Ini Penyebab, Garuda Tunda Penerbangan Pesawat Airbus ke Papua

MWawasan.Jayapura~ Maskapai Garuda Indonesia telah menjadwalkan penerbangan perdana pesawat jenis Airbus A330-200 milik mereka dari Jayapura ke Jakarta pada 10 Juni 2017, namun mengalami penundaan.

General Manager Garuda Indonesia Jayapura, Mac Fee Kindengan menjelaskan, tertundanya penerbangan pesawat Airbus rute Jayapura-Jakarta lantaran terkendala pengiriman alat dan kelengkapan lain yang akan digunakan di Bandara Frans Kaisiepo, Biak Numfor, Papua.

“Awalnya Bandara Sultan Hasanuddin, Makassar sebagai tempat pengalihan pendaratan pesawat terbang jika ada ancaman tertentu yang membahayakan penerbangan seperti cuaca buruk, tapi karena waktu tempuh cukup lama 3,5 jam, maka dipindahkan ke Bandara Frans Kaisiepo, Biak Numfor,” jelas Mac Fee, di Kota Jayapura, belum lama ini.

Mac Fee mengatakan, fasilitas di Bandara Frans Kaisiepo belum lengkap untuk didarati pesawat jenis Airbus A330-200, karena itulah pihaknya tengah mempersiapkan seluruh fasilitas yang akan digunakan ketika pesawat mendarat.

Dirinya telah mempresentasikan di depan pihak Direktorrat Kelayakan Udara Pusat Pengoperasian Pesawat Udara tentang rencana Airbus terbang Jayapura, Papua lantaran seluruh peralatan pendukung telah siap di Jayapura.

“Tapi alasan teknis operasional untuk keamanannya.
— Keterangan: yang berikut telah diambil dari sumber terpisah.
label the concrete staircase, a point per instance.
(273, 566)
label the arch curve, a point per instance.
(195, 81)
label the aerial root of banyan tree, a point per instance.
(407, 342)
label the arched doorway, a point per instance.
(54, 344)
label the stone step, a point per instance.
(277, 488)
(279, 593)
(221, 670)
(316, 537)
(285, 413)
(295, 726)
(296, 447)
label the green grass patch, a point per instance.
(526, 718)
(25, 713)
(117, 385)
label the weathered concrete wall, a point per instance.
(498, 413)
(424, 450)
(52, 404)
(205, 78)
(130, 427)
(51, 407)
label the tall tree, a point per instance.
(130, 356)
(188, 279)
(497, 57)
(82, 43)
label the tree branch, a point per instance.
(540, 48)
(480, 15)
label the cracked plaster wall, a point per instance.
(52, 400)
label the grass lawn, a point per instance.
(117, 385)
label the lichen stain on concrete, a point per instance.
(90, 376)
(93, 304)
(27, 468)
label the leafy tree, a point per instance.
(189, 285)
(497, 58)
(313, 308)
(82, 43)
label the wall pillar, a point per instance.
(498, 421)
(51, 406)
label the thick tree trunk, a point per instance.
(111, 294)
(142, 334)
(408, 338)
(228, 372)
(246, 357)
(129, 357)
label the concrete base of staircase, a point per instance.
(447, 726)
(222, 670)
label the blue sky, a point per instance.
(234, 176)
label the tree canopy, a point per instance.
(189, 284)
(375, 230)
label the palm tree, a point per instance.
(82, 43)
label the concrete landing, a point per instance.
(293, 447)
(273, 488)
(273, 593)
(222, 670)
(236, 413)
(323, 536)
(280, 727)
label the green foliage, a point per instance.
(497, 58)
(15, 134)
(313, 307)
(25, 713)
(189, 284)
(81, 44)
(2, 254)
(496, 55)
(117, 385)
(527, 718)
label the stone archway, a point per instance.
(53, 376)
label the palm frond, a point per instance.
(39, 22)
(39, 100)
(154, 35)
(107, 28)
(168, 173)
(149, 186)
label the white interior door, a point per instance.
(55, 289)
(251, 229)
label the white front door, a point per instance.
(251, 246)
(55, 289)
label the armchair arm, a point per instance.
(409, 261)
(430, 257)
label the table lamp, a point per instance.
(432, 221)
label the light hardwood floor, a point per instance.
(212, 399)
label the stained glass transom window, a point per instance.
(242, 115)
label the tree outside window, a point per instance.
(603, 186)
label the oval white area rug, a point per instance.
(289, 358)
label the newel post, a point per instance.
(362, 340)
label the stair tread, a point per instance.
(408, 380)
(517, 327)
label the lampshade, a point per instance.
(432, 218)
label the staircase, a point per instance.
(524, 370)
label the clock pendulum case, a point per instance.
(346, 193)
Jadi kami harus alihkan ke Biak. Kalau di Makassar yang menghabiskan waktu cukup lama sangat tak memungkinkan karena menyangkut jadwal terbang kru pesawat yang ada batas kerjanya,” jelas Mac Fee.

Selain Bandara Frans Kaisiepo, Biak, manajemen Garuda Indonesia juga mencari alternatif lain. “Kami memilih Port Moresby, Papua Nugini (PNG) sebagai tempat pengalihan pendaratan pesawat terbang, jika ada ancaman tertentu yang membahayakan penerbangan seperti cuaca buruk atau divert,” terang Mac Fee.

Menurut Mac Fee, kenapa di Port Moresby, PNG untuk divertnya karena jaraknya cukup dekat. “Tapi hal ini masih sebatas pembahasan dengan kantor pusat karena kami belum ada perjanjian juga dengan pemerintah PNG,” katanya.

Mac Fee pun menyampaikan permohonan maaf kepada masyarakat di Papua yang telah lama menantikan kehadiran pesawat jenis Airbus. Sebagai gantinya untuk sementara, pihaknya melayani penumpang dari Jayapura tujuan Jakarta menggunakan Garuda Indonesia jenis Boeing 737-800 NG.